There are lots of ways to try to educate school staff on the principles of ABA/Verbal Behavior and get this type of programming in place within educational settings. Bringing in a knowledgeable speaker on the topic of ABA/VB is probably the most common way to begin. This can often “jump-start” enthusiasm for ABA/VB but will take time and money to sponsor a speaker. If you have a local autism support group or autism school with some ability to bring in a speaker, you may want to try to get that agency to sponsor or co-sponsor a workshop.
Many parents and professionals have said my book (The Verbal Behavior Approach) gave them a great overview of the concepts so for relatively little investment, some parents have purchased multiple copies of my book for their child’s teacher, SLP, OT, and paraprofessionals.

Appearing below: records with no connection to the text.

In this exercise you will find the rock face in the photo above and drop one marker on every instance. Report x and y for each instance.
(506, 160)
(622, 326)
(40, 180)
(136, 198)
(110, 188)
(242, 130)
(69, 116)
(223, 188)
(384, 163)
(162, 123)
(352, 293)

But if education professionals are not motivated to read the book or attend a workshop, you could be wasting your money. And, even if they do hear a knowledgeable speaker present on ABA/VB and/or read my book, they still will most likely have difficulty applying the concepts.
Without on-going consultation and support, it is usually very difficult for teachers to learn how to apply ABA/VB concepts to correctly program and teach children on the autism spectrum. Some schools who agree to provide an initial training on ABA/VB will also contract with the trainer or another qualified Board Certified Behavior Analyst (BCBA) to provide on-going consultative support for a particular classroom or school. This is often a very good situation with program oversight provided for the entire classroom of students and training and guidance for the staff.
If you have difficulty getting things going in your child’s classroom or school, another strategy is to start small and focus on getting ABA/VB for your child only (not for the whole classroom). One way to get things started for an individual child is to try to get a BCBA with VB expertise in your child’s IEP for a specified period of time each month (i.e. 4, 6, or 8 hours) for program oversight. Putting staff training (for example 6 hours before anyone new works with the child) in the IEP also can also be essential and the BCBA whose services are the IEP can provide that training.
Having the BCBA hours within one child’s IEP may not change the entire classroom immediately but over time it might. Plus, if these services are in your child’s IEP, the BCBA and staff training requirements will follow the student to middle school and then to high school. This may mean that you won’t have to start your advocacy efforts over again as the child transitions and as staff come and go over the years. Getting BCBA services and staff training in the IEP may be difficult but since the IEP legally drives services, I believe it might be something worth pursuing.